Research conducted by the Centre for Competition, Regulation and Economic Development (CCRED) at the University of Johannesburg into the mining machinery and equipment value chain has pointed to the importance of the machinery and equipment sector as an industry that can assist in structurally transforming the mining sector and the broader economy given its linkages to other industries.

For example, the original equipment manufacturers (OEMs) supplying equipment to the mining industry have critical backward linkages to modular and major assembly suppliers, sub-assembly and parts suppliers, specialist component suppliers, and raw material suppliers.

In addition, the machinery and equipment sector is considered a “root industry” in the Fourth Industrial Revolution, which is becoming a more significant potential threat as the global mining value chain is fast becoming more complex and concentrated around large multinational OEMs who control competitive niches in the market.

To become competitive, South Africa’s machinery and equipment sector requires comprehensive and well-structured strategies to turn the industry around, given its poor performance over the past few years. Continued delays in the mining cadastre won’t help this poor performance.

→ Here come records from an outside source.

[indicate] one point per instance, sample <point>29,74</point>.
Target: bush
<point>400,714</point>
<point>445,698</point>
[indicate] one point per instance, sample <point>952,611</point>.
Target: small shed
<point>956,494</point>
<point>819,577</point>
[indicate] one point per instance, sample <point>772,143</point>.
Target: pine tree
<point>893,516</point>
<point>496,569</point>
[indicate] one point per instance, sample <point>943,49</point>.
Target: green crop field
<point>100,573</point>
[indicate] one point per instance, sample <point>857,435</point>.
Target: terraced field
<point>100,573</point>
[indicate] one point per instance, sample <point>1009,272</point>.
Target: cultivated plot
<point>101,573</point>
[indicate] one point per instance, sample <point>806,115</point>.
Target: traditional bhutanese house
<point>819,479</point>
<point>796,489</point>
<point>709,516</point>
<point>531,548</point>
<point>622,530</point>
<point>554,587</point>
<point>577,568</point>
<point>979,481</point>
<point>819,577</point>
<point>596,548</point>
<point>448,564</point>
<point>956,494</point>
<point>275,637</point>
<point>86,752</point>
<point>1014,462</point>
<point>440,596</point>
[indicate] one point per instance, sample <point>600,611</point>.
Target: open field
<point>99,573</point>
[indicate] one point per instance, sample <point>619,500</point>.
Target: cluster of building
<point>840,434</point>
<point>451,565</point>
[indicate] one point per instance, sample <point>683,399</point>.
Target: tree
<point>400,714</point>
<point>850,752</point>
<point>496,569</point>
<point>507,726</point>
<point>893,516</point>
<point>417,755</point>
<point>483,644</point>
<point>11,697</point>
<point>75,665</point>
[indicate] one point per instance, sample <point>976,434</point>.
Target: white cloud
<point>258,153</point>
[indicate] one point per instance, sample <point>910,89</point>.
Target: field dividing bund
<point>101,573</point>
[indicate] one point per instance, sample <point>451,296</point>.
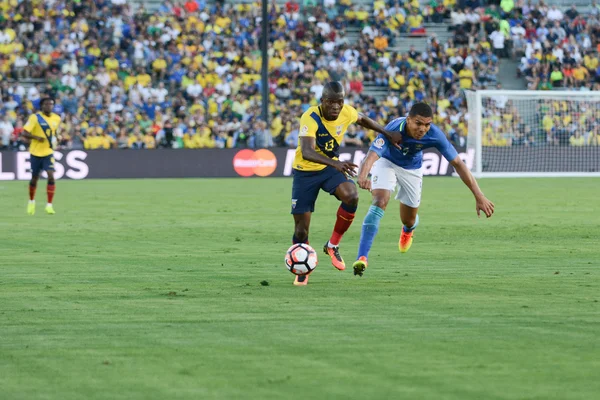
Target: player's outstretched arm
<point>365,167</point>
<point>307,144</point>
<point>481,202</point>
<point>29,136</point>
<point>366,122</point>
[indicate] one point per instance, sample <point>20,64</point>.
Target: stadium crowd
<point>188,74</point>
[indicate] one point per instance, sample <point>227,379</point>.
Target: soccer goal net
<point>516,133</point>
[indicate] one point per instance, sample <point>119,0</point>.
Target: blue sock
<point>369,230</point>
<point>412,228</point>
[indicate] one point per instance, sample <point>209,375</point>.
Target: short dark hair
<point>332,88</point>
<point>421,109</point>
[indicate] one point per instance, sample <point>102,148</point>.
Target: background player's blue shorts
<point>307,184</point>
<point>39,164</point>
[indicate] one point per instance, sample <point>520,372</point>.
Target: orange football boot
<point>405,241</point>
<point>336,259</point>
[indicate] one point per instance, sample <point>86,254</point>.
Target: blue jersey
<point>410,156</point>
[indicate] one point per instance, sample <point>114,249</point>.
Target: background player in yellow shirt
<point>41,129</point>
<point>317,166</point>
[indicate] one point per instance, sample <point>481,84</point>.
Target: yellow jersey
<point>43,126</point>
<point>328,135</point>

However, reviving the ailing mining industry is not as simple as getting the mining cadastre up and running. More steps need to be taken. For instance, South Africa’s machinery and equipment value chain has established some critical capabilities, with islands of competitiveness, that can be leveraged to create more technologically-sophisticated capabilities.

However, these islands of competitiveness are coming under threat, reflected in South Africa’s declining market shares in the SADC region (considered a key growth opportunity for South Africa’s exports) and deep-sea markets.

CCRED’s research, which was one of the inputs into the Department of Trade, Industry and Competition’s Steel Masterplan, emphasised the need to increase national industrial capabilities built on the back of national champions, increase exports, and accelerate transformation in the machinery and equipment cluster. These are essential targets for the sector if it and its sub-sectors like mining are to effectively compete against influential multinational firms and break ground on new opportunities in the future.

Crucially too, other barriers to entry and structural problems must be rectified to assist the sector in becoming more competitive to regain its market share losses in the SADC region.

However, the story is clear-cut. For South Africa to achieve its larger industrial policy agenda, industry and government must first overcome more minor hurdles. Therefore, the DMRE must hold itself accountable for its failure to deliver the mining cadastre and work on expediting its development to unlock the R100-billion embodied in those 4,500 licences, indirectly paving the way for the machinery and equipment value chain to flourish as an additional benefit.

This is not a panacea for South Africa’s economic and social woes, but it is a move in the right direction. DM

Economist Jason F Bell is a researcher at the Centre for Competition Regulation and Economic Development (CCRED) at the College of Business and Economics, University of Johannesburg.